It is estimated that corruption, bribery, theft, and tax evasion represent an annual cost of US $2.6 trillion per year worldwide, or 5% of global gross domestic product (UN, 2018). Constituting a significant percentage of public spending, namely 12% of worldwide GDP, research into public procurement has revealed corruption to be frequent and costly. The World Bank considers corruption in public procurement to be “rampant” with the cost of capital investment projects being consumed by corruption estimated to range from 10% to 30% (World Bank 2020). Corruption in public procurement has been proven to not only have a disproportionate impact on the wellbeing of the most vulnerable sectors of society, but also distorts overall economic development overall. The importance and benefits of reducing corruption and implementing open government initiatives in public procurement for social and economic development have therefore been widely documented.
Based on international best practice, operational evidence, and the latest developments in e-procurement, GBPG has developed a transparency prism that translates theory into practice and builds on our experience in the field to assist policy makers, procurement planners and procurement staff in implementing the comprehensive, open, and clear mechanisms required to maintain a transparent procurement system.
The Transparency Prisms consists of 6 dimensions:
The Prism defines in detail the transparency mechanisms for each dimension. It also provides guiding principles and where required, a regulatory framework for processes and activities where no previous standardized principles or norms for standardization were available (as in the case of E-procurement).
Publication and disclosure are central and tangible pillars of transparency mechanisms. Accessible and timely publication of public procurement information and data allows for greater participation, scrutiny, and engagement. E-procurement tools make publication easy, cost-effective and high-impact. They allow for the immediate and standardized publication of tender notices and award decisions, dissemination of control and audit reports, archiving of documentation and on-line consultation of the different documents created and used during the procurement cycle. The distinction is sometimes made between active and passive transparency, in other words proactively disclosing information for example on a website versus releasing information to the public upon specific request. Where not bound by confidentiality concerns, proactive/ active disclosure should always be preferred for maximum impact on transparency.
Foundational Principles for Transparency
Transparency information should be easy to find. This includes simple steps such as uploading full-text searchable documents which can be indexed within websites and search engine, but also ensuring the prominence and visibility of public procurement on the appropriate website, for example through a link on the public entities homepage.
Ideally all published government procurement information should be centralised in one portal to ensure easy and quick access and reducing the prior knowledge required on behalf of the public to identify where relevant information may be stored.
Documents should always be published in the same way, making their appearance, location and scope predictable and therefore easier to understand and retrieve.
Information should be available immediately upon its release, or as soon as possible considering any confidentiality requirements.
The publication of information should be predictable and where relevant, for example Annual Reports or statistics, be done at regular intervals.
It should be clear to the public which information will and will not be published and what the scope of existing information repositories is.

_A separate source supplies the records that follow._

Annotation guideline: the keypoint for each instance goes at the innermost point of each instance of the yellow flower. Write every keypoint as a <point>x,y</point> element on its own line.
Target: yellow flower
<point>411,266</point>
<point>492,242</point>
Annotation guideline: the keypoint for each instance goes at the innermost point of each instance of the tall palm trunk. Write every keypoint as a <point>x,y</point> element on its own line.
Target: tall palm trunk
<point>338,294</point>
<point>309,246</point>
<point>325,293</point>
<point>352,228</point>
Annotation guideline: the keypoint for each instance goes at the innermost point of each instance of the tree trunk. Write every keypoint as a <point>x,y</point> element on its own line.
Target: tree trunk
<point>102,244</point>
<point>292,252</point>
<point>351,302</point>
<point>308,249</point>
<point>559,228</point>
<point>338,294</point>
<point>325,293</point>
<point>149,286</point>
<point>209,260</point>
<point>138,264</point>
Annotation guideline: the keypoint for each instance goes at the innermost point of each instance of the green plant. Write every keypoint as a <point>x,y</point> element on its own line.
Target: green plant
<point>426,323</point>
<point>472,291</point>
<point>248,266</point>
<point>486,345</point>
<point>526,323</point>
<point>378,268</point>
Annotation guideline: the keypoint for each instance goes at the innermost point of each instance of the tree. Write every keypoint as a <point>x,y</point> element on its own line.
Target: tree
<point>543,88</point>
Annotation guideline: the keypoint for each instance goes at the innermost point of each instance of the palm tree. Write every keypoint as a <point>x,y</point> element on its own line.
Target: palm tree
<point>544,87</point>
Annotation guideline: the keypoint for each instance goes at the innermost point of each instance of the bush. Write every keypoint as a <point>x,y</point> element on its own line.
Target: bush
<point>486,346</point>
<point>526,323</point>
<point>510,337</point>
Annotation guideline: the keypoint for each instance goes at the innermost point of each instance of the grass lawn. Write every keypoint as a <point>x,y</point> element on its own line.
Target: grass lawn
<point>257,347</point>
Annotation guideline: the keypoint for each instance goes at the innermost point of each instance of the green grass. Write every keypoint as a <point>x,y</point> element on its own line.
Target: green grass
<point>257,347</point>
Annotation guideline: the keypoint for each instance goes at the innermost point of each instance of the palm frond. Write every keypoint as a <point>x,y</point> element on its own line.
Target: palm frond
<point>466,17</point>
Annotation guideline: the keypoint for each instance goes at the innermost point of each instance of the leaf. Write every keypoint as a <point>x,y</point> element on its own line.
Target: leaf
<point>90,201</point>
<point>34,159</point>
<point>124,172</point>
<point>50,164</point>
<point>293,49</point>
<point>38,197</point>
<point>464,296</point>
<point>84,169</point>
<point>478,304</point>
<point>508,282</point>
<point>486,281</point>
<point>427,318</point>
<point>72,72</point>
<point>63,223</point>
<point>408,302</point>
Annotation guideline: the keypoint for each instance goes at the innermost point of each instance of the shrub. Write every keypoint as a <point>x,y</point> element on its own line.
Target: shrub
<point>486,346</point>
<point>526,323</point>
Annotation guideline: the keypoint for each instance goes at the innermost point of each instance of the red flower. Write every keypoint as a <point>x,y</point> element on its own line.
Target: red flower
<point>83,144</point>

This allows for scrutiny and monitoring.
Information should be published free of charge, following website accessibility principles, including best practice measures to accommodate those visually impaired. Tender related information, but also platform guides, user manuals, rules and contextual information should be made available in English for bids open to international suppliers.
Documents should provide sufficient context to be understandable by a member of the public and not be redacted beyond what is strictly required in order not to inhibit comprehension.
Published procurement information should be available online, but also be actively disseminated, for example via appropriate social media channels and allow for those interested to receive content alerts.
All e-procurement information must be provided with an email address/hotline number where issues, problems and queries concerning operational e-procurement can be addressed quickly and in real time with no significant time lags.